Archive for June 27th, 2014

Making the wrong choices

with 11 comments

“No matter what they say, no country is going to take actions that are going to deliberately destroy jobs and growth in their country.”

Stephen Harper (source: CBC)

This post is inspired by an email from David Suzuki “Here’s to a radical Canada Day!”

Stephen Harper’s statement is willfully misleading.

Many countries are taking actions to tackle climate change. The record to date is that they are performing better in terms of jobs and growth than the very few (like Canada and Australia) who have decided to destroy the environment on which all life depends. Countries like Germany, that have far less sunshine than we do but make half of their electricity from it now. Solar power is now cheaper than electricity made from fossil fuels.

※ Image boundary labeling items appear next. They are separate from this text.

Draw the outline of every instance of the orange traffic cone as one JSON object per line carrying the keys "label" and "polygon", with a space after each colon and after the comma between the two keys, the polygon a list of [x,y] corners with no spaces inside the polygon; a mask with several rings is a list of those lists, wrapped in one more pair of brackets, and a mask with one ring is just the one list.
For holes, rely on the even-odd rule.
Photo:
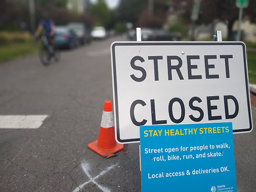
{"label": "orange traffic cone", "polygon": [[103,157],[108,157],[120,151],[123,144],[115,139],[114,119],[110,101],[105,101],[98,140],[88,145],[88,147]]}

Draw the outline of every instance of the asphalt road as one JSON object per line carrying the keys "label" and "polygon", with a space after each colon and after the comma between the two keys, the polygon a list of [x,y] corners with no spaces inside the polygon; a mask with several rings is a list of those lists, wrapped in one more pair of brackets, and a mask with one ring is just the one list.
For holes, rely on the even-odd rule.
{"label": "asphalt road", "polygon": [[[0,64],[0,115],[48,116],[38,128],[0,128],[0,191],[141,190],[138,143],[108,159],[87,147],[113,101],[110,45],[123,40],[65,50],[47,67],[37,55]],[[233,135],[238,191],[256,191],[256,133]]]}

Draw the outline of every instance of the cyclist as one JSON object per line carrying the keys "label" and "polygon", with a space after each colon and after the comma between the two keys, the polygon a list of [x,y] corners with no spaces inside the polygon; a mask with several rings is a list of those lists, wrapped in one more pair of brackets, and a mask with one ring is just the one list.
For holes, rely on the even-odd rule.
{"label": "cyclist", "polygon": [[49,43],[54,47],[54,34],[55,25],[54,22],[50,19],[49,15],[44,13],[42,15],[43,20],[40,22],[35,33],[35,36],[38,38],[43,29],[44,29],[44,35],[48,39]]}

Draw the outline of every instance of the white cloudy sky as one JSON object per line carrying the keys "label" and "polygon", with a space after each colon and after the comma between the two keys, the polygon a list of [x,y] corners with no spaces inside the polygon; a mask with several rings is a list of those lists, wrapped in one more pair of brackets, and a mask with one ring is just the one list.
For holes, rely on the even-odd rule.
{"label": "white cloudy sky", "polygon": [[[95,2],[96,0],[90,0],[90,1],[93,3]],[[113,8],[117,6],[119,2],[119,0],[105,0],[105,1],[111,8]]]}

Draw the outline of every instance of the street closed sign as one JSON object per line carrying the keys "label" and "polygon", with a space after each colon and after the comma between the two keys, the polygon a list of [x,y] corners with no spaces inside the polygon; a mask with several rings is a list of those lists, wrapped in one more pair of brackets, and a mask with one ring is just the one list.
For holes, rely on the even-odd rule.
{"label": "street closed sign", "polygon": [[118,142],[139,142],[142,125],[232,122],[233,133],[251,131],[242,42],[114,42],[111,51]]}

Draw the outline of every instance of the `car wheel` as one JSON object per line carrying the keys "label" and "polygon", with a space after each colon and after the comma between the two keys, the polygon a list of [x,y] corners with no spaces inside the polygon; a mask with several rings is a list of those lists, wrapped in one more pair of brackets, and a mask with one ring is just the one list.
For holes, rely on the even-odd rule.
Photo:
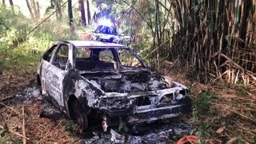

The tar sands have long presented a possible source of energy, but for a very long time they remained untapped simply because there were so many other sources which were easier to extract. Usable fuel from tar sands was simply too expensive to make. What changed that was the willingness of the Canadian government to pour billions of tax dollars into its extraction and processing. The subsidies to the fossil fuel industries are unconscionable. If these were cut – in the same way that so many other public expenditures that Canadians actually need and care about have been cut – then other sources would have been much more competitive much sooner. We have been burning money mining a nonrenewable resource that is causing widespread carnage in terms of its impact on local water and air quality as well the long term effect of increasing carbon and methane emissions at a time when all sorts of tipping points in climate change were passing. The only reaction to the melting of the polar ice cap seems to be a willingness to immediately seize this as an opportunity to open up yet more oil and gas exploration.

Canada has huge untapped reserves of energy – sunlight, wind, waves, tides, geothermal – which are not going to be utilized in time to save life as we know it, because our governments are obsessed with oil and gas. Yet we get very little from oil and gas in terms of jobs, or revenues or even economic activity. Unless you are the sort of economist who seriously advances the notion that cleaning up oil spills is good for economic growth.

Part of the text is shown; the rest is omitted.